Leidos, Inc, San Diego, CA, USA.
BMC Med Res Methodol. 2025 Jul 14;25(1):174. doi: 10.1186/s12874-025-02620-3.
Missing survey data can threaten the validity and generalizability of findings from longitudinal cohort studies. Respondent characteristics and survey attributes may contribute to patterns of survey non-completion, a form of missing data in which respondents begin but do not finish a survey, that can lead to biased conclusions. The objectives of the present research are to demonstrate how machine learning can identify survey non-completion and to characterize individual and methodological factors that are associated with this form of data missingness.

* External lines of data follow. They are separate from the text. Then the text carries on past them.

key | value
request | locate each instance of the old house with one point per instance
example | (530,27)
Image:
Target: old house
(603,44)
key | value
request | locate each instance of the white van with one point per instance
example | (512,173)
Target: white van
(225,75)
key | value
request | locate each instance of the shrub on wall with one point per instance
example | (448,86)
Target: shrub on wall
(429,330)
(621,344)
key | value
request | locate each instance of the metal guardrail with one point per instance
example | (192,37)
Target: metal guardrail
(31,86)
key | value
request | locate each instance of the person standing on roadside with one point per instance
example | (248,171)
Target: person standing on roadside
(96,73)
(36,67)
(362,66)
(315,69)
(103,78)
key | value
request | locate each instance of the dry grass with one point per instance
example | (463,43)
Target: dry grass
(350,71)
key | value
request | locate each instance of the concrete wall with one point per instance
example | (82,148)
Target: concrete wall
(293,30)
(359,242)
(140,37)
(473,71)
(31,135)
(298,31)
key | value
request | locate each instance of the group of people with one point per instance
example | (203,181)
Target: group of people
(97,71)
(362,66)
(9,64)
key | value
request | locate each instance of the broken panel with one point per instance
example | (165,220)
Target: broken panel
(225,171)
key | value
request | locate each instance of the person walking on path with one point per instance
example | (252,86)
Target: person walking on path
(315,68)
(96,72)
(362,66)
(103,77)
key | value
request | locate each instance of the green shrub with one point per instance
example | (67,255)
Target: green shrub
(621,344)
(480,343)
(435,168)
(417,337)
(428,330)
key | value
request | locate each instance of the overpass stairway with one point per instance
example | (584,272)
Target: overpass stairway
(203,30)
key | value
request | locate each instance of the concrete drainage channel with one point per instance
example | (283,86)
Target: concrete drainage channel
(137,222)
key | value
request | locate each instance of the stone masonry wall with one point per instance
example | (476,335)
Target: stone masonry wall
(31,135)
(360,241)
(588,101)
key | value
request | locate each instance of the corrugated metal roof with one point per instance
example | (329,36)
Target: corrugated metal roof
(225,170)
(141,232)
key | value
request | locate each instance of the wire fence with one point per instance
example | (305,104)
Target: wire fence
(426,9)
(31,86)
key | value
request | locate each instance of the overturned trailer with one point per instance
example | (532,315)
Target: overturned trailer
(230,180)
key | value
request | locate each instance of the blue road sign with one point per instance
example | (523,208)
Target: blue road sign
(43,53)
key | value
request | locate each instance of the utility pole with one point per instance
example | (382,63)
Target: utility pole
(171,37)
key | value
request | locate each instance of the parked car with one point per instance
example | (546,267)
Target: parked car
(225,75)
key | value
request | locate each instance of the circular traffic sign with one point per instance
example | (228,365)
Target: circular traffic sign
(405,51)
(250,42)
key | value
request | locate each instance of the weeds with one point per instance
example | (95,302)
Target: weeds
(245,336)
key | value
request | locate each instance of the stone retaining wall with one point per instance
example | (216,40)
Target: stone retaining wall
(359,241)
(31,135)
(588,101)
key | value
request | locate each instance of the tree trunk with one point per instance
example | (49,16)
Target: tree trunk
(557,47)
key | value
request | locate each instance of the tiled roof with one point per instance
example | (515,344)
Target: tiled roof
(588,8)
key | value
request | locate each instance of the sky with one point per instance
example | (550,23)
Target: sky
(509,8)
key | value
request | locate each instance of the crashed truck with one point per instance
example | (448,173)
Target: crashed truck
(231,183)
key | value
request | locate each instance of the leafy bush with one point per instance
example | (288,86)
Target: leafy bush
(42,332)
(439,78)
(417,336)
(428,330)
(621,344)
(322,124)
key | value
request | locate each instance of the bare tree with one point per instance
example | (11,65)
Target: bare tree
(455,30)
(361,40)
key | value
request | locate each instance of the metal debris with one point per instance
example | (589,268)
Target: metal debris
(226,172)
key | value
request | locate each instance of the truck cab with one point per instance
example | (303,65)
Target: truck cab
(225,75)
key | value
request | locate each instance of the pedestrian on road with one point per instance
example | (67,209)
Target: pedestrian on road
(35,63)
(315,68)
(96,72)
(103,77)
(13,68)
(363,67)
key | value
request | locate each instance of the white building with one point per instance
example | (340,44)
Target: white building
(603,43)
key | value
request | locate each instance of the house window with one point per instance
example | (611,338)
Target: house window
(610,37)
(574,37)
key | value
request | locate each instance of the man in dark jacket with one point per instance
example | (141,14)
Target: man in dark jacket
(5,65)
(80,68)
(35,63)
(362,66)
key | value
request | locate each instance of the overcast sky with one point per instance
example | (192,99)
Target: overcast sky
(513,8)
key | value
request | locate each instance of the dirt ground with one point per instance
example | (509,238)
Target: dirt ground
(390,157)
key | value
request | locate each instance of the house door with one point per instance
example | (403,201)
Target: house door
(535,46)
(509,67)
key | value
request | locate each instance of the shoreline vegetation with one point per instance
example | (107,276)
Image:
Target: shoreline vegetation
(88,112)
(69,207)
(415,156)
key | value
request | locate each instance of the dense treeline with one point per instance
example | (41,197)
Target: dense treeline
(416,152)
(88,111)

The present study developed a novel machine learning algorithm to characterize survey non-completion in the Millennium Cohort Study during the 2019-2021 data collection cycle that included a 30- to 45-min paper or web-based follow-up survey for previously enrolled panels (Panels 1-4, n = 80,986) and a 30- to 45-min web-based baseline survey for new enrollees (Panel 5, n = 58,609). We then examined the effect of individual characteristics and survey attributes on survey non-completion.
This algorithm achieved 99% accuracy and showed that 0.29% of follow-up respondents and 15.43% of new enrollees were survey non-completers. Our findings suggest that certain military and sociodemographic characteristics (e.g., enlisted pay grades) were associated with increased survey non-completion in the 2019-2021 cycle. Survey attributes explained a large proportion of the variability in survey non-completion, with our analyses indicating a higher likelihood of survey non-completion in Sects. (1) located toward the beginning of the survey, (2) with sensitive questions, and (3) with fewer questions.
This research highlights the importance of accounting for potential respondent bias due to survey non-completion and identifies factors associated with this type of missing data.
缺失的调查数据可能会威胁纵向队列研究结果的有效性和普遍性。受访者特征和调查属性可能导致调查未完成模式,这是一种缺失数据形式,即受访者开始但未完成调查,可能导致有偏差的结论。本研究的目的是证明机器学习如何识别调查未完成情况,并描述与这种数据缺失形式相关的个体和方法学因素。
本研究开发了一种新颖的机器学习算法,以描述2019 - 2021年数据收集周期中千禧队列研究的调查未完成情况,该周期包括对先前登记小组(第1 - 4组,n = 80,986)进行30至45分钟的纸质或网络后续调查,以及对新登记人员(第5组,n = 58,609)进行30至45分钟的网络基线调查。然后,我们研究了个体特征和调查属性对调查未完成情况的影响。
该算法的准确率达到99%,结果显示0.29%的后续受访者和15.43%的新登记人员为调查未完成者。我们的研究结果表明,某些军事和社会人口特征(如士兵薪级)与2019 - 2021周期中调查未完成情况的增加有关。调查属性解释了调查未完成情况中很大一部分变异性,我们的分析表明,在以下部分调查未完成的可能性更高:(1)位于调查开始部分;(2)包含敏感问题;(3)问题较少。
本研究强调了考虑因调查未完成导致的潜在受访者偏差的重要性,并识别了与这类缺失数据相关的因素。